En analysant la variation des diagrammes de diffraction des rayons X pour les différentes expériences sondant des conditions de pression et de température accrues, l'équipe a identifié une transition de phase vers une structure atomique cubique à face centrée (f.c.c.) auparavant inconnue pour la glace d'eau dense.
"L'eau est connue pour avoir de nombreuses structures cristallines différentes connues sous le nom de glace Ih, II, III, jusqu'au XVIIe, " dit Coppari. " Alors, nous proposons d'appeler le nouveau f.c.c. forme solide 'glace XVIII.' Des simulations informatiques ont proposé un certain nombre de différentes structures cristallines possibles pour la glace superionique. Notre étude fournit un test critique aux méthodes numériques."
Les données de l'équipe ont de profondes implications pour la structure intérieure des planètes géantes de glace. Puisque la glace superionique est finalement un solide, l'idée que ces planètes aient une couche fluide uniforme à convection rapide ne tient plus.

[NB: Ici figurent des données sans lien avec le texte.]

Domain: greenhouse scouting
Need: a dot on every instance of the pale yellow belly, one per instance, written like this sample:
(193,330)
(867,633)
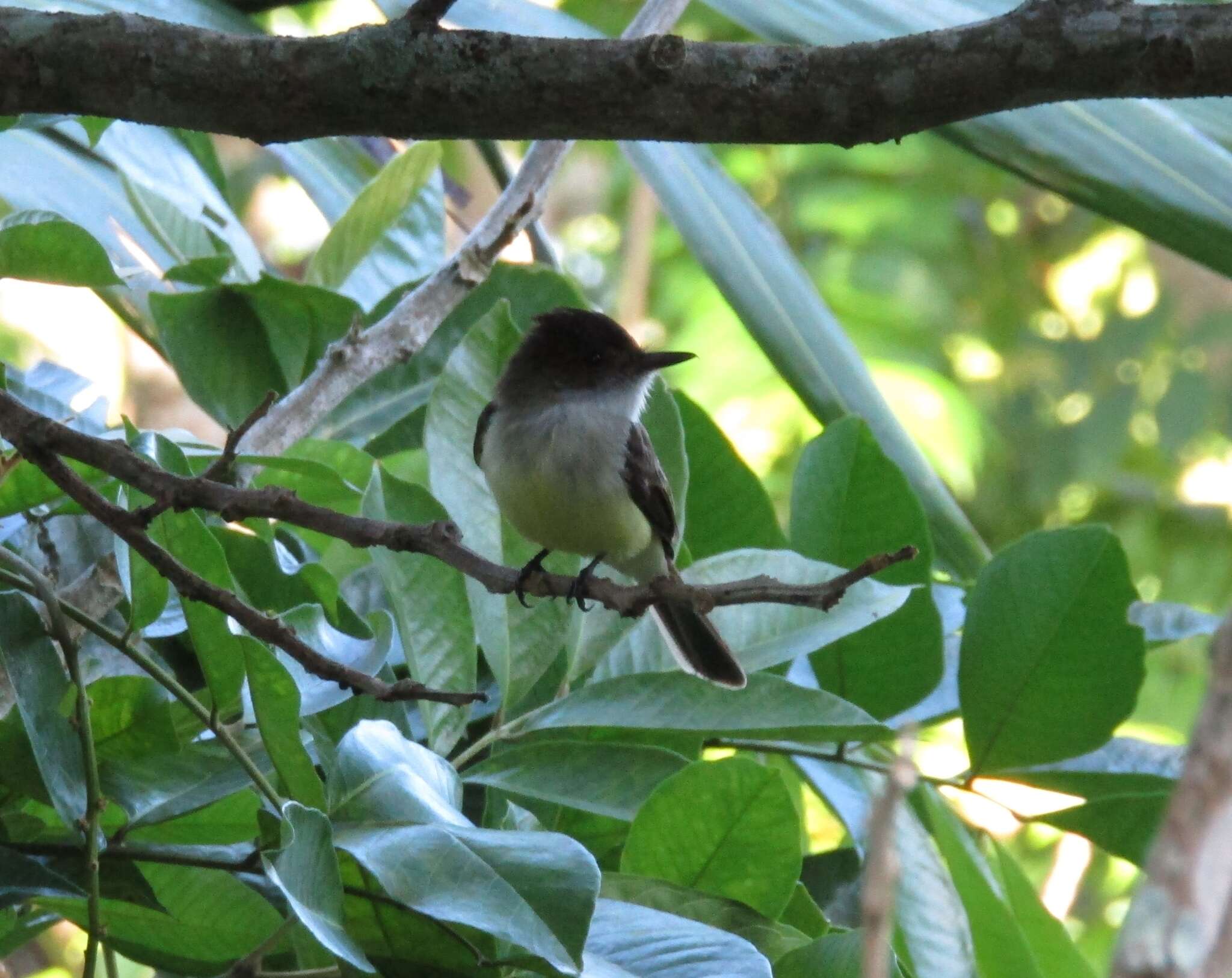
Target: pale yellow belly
(565,500)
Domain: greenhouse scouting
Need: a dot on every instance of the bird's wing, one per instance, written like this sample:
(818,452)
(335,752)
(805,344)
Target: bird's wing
(648,486)
(481,430)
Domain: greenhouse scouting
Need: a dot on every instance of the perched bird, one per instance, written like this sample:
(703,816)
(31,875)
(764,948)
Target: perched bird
(573,469)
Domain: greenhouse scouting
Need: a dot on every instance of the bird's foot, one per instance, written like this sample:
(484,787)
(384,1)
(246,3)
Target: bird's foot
(581,584)
(535,565)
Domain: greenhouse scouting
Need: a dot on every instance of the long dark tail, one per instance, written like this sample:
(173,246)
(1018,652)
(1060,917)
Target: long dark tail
(698,645)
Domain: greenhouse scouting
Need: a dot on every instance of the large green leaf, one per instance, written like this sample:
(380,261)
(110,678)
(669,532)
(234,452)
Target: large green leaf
(1050,941)
(768,707)
(276,706)
(429,604)
(772,938)
(41,685)
(726,505)
(212,919)
(306,870)
(232,344)
(397,812)
(849,503)
(750,820)
(375,210)
(334,172)
(45,247)
(1067,672)
(518,644)
(762,636)
(1139,162)
(605,778)
(1002,949)
(1121,824)
(631,941)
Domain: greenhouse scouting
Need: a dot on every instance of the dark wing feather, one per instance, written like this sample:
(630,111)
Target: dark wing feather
(481,430)
(648,486)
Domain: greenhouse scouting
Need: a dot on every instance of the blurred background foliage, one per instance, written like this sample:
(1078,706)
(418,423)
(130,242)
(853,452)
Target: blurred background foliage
(1054,367)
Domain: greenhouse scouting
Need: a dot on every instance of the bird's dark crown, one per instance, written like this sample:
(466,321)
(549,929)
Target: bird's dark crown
(572,349)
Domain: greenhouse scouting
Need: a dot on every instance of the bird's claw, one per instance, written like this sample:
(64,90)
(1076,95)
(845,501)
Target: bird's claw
(535,565)
(581,584)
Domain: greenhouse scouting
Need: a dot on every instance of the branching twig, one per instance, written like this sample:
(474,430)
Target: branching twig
(94,803)
(881,866)
(221,466)
(403,332)
(36,436)
(167,681)
(194,587)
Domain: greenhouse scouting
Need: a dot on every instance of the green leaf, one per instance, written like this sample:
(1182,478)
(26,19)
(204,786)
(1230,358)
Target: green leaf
(1060,681)
(750,820)
(429,604)
(834,956)
(771,291)
(1123,766)
(146,589)
(41,685)
(727,507)
(23,876)
(131,717)
(220,653)
(45,247)
(630,940)
(374,211)
(276,705)
(1140,162)
(606,779)
(306,871)
(231,345)
(334,172)
(804,914)
(851,501)
(1050,941)
(1121,824)
(763,636)
(212,920)
(1165,621)
(768,707)
(1002,950)
(772,938)
(397,811)
(518,644)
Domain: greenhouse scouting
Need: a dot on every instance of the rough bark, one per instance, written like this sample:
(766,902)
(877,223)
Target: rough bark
(398,79)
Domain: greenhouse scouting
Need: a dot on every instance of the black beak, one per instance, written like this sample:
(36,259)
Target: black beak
(659,361)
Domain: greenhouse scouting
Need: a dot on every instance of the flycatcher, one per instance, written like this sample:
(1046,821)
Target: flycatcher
(573,469)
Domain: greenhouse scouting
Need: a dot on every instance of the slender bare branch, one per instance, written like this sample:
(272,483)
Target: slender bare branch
(401,79)
(881,867)
(1181,921)
(403,332)
(42,441)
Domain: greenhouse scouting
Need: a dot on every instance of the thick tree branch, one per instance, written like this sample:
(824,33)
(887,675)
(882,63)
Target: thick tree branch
(1181,921)
(399,79)
(43,441)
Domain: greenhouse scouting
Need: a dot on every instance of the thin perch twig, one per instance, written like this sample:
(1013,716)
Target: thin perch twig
(881,867)
(36,436)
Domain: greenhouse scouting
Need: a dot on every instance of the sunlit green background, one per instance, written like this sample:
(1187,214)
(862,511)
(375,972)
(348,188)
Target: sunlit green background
(1055,368)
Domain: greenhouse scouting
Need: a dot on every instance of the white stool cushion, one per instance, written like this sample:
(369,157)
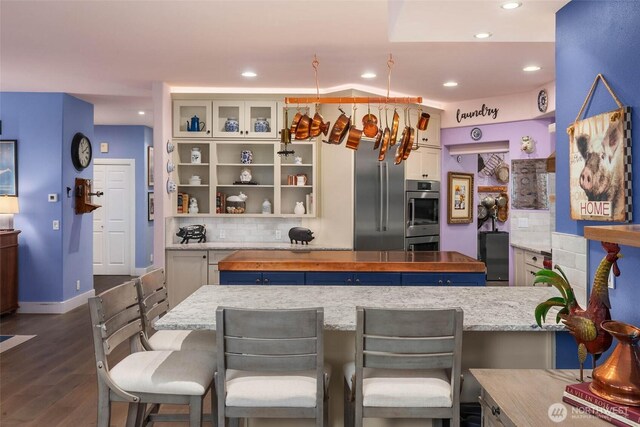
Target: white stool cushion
(165,372)
(272,389)
(426,388)
(184,340)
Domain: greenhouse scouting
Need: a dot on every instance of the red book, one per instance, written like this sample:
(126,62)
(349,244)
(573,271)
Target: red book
(580,396)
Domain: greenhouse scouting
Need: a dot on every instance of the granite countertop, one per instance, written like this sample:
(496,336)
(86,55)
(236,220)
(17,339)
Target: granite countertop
(485,308)
(249,245)
(399,261)
(533,248)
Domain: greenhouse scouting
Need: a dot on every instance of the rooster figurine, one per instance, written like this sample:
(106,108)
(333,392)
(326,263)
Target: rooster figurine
(584,325)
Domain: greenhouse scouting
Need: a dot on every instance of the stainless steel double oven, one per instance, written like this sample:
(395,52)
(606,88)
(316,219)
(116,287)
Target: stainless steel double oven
(422,215)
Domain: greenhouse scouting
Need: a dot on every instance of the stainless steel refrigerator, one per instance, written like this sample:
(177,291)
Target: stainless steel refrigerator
(379,201)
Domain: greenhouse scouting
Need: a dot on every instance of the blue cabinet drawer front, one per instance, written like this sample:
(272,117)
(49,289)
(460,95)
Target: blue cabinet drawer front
(283,278)
(240,278)
(378,279)
(421,279)
(334,278)
(464,279)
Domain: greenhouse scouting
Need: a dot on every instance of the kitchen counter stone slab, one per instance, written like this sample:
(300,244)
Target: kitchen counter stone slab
(250,245)
(485,308)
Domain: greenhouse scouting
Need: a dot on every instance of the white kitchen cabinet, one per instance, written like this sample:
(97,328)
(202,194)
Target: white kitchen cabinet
(186,272)
(184,111)
(246,113)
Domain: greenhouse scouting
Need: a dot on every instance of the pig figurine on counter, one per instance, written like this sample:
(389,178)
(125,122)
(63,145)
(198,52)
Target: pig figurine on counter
(192,232)
(300,234)
(603,173)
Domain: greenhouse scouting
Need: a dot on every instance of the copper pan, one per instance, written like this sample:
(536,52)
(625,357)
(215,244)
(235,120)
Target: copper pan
(303,128)
(339,130)
(394,127)
(318,126)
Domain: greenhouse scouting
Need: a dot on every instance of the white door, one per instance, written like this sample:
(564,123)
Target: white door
(113,223)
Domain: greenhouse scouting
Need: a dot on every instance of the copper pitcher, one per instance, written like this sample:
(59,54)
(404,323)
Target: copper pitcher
(618,378)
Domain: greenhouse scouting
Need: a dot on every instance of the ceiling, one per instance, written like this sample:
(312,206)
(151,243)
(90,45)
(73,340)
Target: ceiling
(110,52)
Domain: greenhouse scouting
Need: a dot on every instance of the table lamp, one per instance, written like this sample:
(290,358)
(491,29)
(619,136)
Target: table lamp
(8,207)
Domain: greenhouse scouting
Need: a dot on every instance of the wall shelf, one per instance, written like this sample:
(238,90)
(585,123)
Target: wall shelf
(621,234)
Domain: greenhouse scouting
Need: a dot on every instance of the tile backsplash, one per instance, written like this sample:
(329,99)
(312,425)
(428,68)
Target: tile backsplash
(242,229)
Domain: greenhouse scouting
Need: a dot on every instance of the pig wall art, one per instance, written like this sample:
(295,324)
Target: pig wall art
(600,167)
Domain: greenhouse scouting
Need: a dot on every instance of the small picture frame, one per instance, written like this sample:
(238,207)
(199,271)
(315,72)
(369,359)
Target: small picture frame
(9,167)
(150,206)
(150,166)
(460,201)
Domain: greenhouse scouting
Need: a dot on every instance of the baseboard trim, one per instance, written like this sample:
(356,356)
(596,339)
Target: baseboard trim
(55,307)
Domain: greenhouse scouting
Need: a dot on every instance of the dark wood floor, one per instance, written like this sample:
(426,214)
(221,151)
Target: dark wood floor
(50,380)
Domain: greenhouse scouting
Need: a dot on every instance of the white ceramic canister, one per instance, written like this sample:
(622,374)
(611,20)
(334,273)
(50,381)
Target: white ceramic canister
(196,156)
(266,206)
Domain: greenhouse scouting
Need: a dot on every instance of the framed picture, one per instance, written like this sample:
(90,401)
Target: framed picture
(600,167)
(150,206)
(150,166)
(9,167)
(460,202)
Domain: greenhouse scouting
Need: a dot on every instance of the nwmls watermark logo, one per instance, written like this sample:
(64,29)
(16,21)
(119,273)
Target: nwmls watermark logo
(557,412)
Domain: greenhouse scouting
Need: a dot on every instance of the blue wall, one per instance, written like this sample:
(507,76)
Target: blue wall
(599,37)
(131,142)
(50,261)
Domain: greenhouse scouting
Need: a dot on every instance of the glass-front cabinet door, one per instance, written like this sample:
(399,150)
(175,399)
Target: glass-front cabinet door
(245,119)
(192,119)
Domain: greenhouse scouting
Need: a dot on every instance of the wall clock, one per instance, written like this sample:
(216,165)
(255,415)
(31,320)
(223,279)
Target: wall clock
(81,151)
(543,101)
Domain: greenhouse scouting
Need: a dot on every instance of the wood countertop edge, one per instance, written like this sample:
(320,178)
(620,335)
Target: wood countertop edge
(408,267)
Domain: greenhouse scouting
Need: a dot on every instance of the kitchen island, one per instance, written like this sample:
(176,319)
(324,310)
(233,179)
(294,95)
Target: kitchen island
(499,326)
(341,267)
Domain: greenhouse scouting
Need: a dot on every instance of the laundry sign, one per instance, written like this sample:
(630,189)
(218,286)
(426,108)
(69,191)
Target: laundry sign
(483,111)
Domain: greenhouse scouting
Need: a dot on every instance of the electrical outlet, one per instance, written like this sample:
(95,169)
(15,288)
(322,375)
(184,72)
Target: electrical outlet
(612,280)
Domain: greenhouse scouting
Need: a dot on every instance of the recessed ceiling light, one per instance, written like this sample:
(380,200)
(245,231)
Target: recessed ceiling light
(483,35)
(511,5)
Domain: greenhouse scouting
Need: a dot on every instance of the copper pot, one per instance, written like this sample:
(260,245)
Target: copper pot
(340,129)
(294,123)
(369,125)
(394,127)
(304,127)
(423,121)
(318,125)
(618,378)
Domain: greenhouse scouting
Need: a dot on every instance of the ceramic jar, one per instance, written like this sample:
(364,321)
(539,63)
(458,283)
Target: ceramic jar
(261,125)
(231,125)
(246,157)
(196,156)
(299,209)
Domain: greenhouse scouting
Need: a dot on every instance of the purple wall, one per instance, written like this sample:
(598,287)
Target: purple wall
(131,142)
(464,237)
(50,261)
(610,46)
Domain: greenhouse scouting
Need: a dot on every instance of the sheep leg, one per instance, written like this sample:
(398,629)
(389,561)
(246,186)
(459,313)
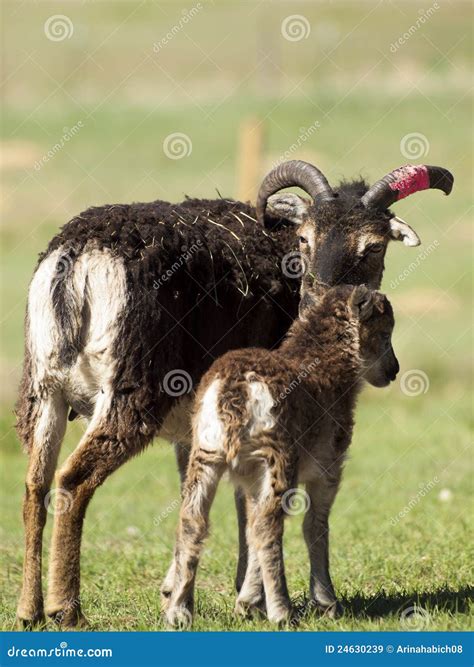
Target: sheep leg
(48,432)
(242,563)
(99,453)
(251,594)
(182,452)
(266,536)
(316,533)
(204,472)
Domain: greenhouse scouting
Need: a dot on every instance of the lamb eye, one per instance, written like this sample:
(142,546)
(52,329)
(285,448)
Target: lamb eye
(375,247)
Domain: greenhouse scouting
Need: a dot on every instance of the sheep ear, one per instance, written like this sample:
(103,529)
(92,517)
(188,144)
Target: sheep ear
(288,205)
(401,231)
(361,302)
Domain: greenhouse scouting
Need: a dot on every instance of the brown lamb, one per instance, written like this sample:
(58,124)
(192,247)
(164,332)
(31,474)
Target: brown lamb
(273,419)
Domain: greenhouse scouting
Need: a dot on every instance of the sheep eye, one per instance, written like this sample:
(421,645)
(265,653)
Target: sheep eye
(375,247)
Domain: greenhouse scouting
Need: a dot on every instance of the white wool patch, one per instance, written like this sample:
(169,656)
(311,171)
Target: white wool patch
(259,406)
(209,429)
(44,336)
(99,280)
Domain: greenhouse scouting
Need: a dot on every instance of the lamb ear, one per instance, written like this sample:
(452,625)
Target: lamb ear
(288,205)
(361,302)
(401,231)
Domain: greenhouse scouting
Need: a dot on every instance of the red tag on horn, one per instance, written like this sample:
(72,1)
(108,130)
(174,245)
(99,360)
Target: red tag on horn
(410,179)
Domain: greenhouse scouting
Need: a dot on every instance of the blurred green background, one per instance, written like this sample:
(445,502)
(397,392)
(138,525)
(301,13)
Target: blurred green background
(374,102)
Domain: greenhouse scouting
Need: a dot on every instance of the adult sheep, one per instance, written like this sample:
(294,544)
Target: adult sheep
(129,306)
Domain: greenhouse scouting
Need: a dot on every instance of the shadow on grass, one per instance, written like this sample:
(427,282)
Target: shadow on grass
(445,599)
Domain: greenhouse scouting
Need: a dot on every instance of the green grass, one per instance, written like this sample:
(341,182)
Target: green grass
(366,99)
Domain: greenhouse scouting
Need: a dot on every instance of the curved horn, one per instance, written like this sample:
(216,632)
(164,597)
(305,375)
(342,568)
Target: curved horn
(293,173)
(404,181)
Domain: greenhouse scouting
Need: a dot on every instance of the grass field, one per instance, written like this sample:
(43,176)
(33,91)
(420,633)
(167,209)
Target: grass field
(402,523)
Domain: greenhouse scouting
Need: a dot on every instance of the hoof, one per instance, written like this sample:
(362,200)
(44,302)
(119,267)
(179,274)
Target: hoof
(165,598)
(69,618)
(29,622)
(282,618)
(179,617)
(249,609)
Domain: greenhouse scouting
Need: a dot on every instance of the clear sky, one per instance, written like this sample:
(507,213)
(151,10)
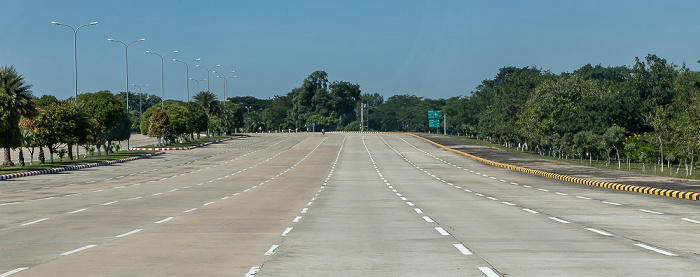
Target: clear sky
(432,49)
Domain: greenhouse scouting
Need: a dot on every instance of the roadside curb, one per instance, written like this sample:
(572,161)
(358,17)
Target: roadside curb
(75,167)
(639,189)
(186,148)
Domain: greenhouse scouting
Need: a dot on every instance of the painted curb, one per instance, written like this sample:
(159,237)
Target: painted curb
(639,189)
(75,167)
(185,148)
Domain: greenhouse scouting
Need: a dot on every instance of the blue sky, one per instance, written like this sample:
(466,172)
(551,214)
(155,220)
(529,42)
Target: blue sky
(432,49)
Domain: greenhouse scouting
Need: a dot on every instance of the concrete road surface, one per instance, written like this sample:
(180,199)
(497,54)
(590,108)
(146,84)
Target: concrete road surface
(334,205)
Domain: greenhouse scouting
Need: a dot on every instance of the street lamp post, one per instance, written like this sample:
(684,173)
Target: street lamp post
(225,82)
(140,102)
(188,75)
(126,55)
(75,61)
(75,51)
(207,73)
(162,81)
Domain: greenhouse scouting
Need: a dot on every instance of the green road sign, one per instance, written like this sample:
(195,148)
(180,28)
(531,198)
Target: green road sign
(434,123)
(435,114)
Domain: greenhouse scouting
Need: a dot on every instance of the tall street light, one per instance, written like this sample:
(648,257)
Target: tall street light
(207,73)
(162,82)
(75,51)
(197,82)
(225,82)
(140,102)
(126,55)
(188,74)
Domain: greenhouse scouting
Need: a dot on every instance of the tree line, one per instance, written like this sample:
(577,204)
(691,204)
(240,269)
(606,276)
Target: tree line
(96,120)
(648,113)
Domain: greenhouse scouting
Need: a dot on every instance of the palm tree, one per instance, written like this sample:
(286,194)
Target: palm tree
(209,102)
(21,104)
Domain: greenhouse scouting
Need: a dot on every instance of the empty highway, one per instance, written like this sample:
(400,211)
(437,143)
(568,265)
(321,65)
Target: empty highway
(334,205)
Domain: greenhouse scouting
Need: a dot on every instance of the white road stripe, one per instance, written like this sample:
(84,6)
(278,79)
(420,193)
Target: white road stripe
(559,220)
(600,232)
(129,233)
(164,220)
(462,249)
(647,247)
(442,231)
(77,211)
(78,250)
(271,250)
(13,271)
(690,220)
(488,271)
(651,212)
(35,221)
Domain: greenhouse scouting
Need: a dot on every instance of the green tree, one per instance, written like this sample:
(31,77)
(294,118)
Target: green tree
(160,126)
(110,115)
(16,102)
(210,104)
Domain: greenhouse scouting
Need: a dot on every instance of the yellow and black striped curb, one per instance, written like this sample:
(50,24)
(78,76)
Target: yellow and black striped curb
(639,189)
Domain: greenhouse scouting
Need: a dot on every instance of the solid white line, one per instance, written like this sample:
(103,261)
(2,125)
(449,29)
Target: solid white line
(129,233)
(462,249)
(559,220)
(647,247)
(651,212)
(271,250)
(77,211)
(600,232)
(690,220)
(35,221)
(78,250)
(164,220)
(442,231)
(13,271)
(488,271)
(253,270)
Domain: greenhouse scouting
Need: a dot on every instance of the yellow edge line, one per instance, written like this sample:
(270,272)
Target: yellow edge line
(640,189)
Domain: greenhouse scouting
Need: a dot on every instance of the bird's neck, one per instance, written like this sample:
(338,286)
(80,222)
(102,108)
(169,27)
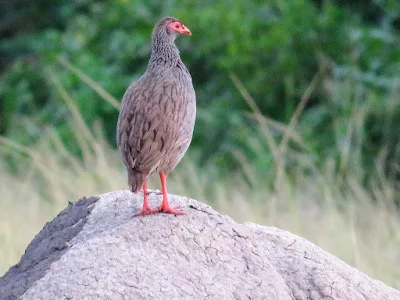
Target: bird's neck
(163,54)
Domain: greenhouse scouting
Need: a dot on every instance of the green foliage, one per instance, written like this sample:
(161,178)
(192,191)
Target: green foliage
(274,47)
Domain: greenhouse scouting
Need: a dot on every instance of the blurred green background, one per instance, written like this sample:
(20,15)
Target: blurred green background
(275,48)
(297,125)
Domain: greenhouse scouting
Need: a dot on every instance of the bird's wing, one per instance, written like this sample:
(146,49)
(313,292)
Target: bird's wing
(147,127)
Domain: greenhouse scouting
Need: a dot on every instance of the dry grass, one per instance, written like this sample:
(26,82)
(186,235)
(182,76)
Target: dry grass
(335,212)
(360,228)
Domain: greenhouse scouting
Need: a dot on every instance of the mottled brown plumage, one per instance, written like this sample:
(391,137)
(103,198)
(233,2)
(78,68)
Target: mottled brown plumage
(156,120)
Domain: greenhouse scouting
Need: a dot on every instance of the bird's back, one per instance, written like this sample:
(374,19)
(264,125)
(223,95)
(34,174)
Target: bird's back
(156,122)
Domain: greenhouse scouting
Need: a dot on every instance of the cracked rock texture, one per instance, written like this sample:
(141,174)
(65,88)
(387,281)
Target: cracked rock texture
(95,249)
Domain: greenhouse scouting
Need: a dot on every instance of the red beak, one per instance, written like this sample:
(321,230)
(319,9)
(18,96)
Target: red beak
(185,30)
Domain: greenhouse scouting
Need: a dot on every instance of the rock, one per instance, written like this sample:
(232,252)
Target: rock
(95,249)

"Parce que la glace d'eau dans les conditions intérieures d'Uranus et de Neptune a un réseau cristallin, nous soutenons que la glace superionique ne devrait pas couler comme un liquide tel que le noyau externe de fer fluide de la Terre. Plutôt, il vaut probablement mieux imaginer que la glace superionique coulerait de la même manière que le manteau terrestre, qui est fait de roche solide, pourtant coule et supporte des mouvements convectifs à grande échelle sur de très longues échelles de temps géologiques, " a déclaré Millot. " Cela peut considérablement affecter notre compréhension de la structure interne et de l'évolution des planètes géantes glacées, ainsi que tous leurs nombreux cousins extrasolaires."